Big picture: I think the NWHL and CWHL should merge into one national league just like the men’s league. The NHL should get behind and support the women’s league -- just as some Canadian teams already do with their CWHL neighbors -- be it through tax subsidies or other support. Then and only then I believe that women’s hockey will be able to gain more traction, more marketing, more staffing, and more opportunities to shine and start to gain the headway that they are capable of.

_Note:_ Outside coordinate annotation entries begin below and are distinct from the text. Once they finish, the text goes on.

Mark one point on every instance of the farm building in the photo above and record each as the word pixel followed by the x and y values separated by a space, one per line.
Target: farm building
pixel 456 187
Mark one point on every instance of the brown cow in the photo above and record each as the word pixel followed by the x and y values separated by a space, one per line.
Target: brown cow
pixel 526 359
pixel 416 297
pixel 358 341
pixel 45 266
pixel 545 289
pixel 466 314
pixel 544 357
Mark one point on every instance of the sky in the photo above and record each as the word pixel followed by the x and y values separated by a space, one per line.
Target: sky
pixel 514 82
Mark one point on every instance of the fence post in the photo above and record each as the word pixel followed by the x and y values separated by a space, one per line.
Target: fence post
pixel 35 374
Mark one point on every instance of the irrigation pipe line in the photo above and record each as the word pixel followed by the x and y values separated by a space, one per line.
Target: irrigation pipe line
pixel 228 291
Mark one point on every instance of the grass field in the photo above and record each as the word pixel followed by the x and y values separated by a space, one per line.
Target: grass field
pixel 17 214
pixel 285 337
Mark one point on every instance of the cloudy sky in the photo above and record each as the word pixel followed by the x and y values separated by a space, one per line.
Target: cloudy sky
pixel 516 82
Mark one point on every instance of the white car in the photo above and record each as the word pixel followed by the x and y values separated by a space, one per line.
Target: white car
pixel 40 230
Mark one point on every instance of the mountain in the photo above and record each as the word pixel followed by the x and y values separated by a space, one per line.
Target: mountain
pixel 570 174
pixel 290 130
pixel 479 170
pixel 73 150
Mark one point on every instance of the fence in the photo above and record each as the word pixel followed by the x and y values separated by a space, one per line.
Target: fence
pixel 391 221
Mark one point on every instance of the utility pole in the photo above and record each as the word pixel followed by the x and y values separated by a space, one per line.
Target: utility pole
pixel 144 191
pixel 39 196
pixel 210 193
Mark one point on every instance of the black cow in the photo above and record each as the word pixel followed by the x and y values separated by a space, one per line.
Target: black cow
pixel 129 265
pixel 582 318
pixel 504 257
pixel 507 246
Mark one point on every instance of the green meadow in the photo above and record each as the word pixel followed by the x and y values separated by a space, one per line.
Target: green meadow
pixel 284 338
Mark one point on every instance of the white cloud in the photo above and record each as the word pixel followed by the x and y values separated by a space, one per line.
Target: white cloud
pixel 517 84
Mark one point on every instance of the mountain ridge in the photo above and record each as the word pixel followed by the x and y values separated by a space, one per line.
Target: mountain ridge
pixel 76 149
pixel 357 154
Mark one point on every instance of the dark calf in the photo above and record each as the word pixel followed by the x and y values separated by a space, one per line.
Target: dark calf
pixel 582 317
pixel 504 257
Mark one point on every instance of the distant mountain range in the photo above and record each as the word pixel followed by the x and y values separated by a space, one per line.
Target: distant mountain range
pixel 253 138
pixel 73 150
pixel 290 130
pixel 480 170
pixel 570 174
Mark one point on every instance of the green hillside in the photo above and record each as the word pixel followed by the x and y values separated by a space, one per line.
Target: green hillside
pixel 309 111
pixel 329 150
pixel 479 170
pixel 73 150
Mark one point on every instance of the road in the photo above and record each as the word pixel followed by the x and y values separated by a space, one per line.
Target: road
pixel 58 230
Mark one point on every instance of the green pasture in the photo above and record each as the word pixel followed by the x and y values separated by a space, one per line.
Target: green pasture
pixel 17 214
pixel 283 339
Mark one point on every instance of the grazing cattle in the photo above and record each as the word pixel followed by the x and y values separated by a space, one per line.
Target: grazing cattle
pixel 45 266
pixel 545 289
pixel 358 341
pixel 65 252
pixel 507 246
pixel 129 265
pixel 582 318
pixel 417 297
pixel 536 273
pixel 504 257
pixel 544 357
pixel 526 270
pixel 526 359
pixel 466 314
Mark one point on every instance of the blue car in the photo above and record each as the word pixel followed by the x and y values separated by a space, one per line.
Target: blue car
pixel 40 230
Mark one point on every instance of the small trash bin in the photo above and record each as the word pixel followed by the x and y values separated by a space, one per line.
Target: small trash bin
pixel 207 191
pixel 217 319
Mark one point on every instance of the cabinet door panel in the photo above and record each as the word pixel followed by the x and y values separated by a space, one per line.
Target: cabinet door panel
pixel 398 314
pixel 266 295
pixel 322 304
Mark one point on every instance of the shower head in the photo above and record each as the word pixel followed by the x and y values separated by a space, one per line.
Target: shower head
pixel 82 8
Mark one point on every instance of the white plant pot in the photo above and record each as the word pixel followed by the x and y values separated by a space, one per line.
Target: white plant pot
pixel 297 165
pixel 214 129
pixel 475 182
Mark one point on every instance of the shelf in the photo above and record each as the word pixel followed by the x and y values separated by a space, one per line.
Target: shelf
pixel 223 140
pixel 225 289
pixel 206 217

There is no way USA Hockey can win this battle. It is like taking a knife to a gun fight. They have the funds to support these female athletes, yet do not follow through even though by law they are required to.

To pour even more salt in the wound, according to ESPN, USA Hockey grossed receipts of $42 million in 2014-15. The executive staff received bonuses of over $250,000. The boys development program receives $3.5 million of support. What they are asking is realistic and necessary for what is required of them from USA Hockey. The gap in treatment between the men’s team and development program compared to the women’s has existed for years and it’s time to close it.

We live in a society where Women’s National Hockey Games are not even televised, but an annual Victoria’s Secret fashion show is ranked one of the most viewed events on television. While male athletes are worshipped and respected, women are nearly invisible. Advertisements and commercials are saturated with male athletes, while you only see the women in a tampon commercial. Time to slap the society out of you.

I fully support and stand by the USA Women’s Hockey Team. Their courage to sacrifice playing and competing for equality is admirable. Their unity as a team is inspiring, and their determination to pioneer equality for women in sports is going to change lives now, and for generations ahead of them.

Stereotypes are something that women in sports -- whether playing or working -- are always going to have to battle, but opportunities and equitable support is not something women should have to be fighting for in 2017. It is time to re-write the ‘Hockey Constitution,’ ensuring the American Dream is still alive and well for female athletes.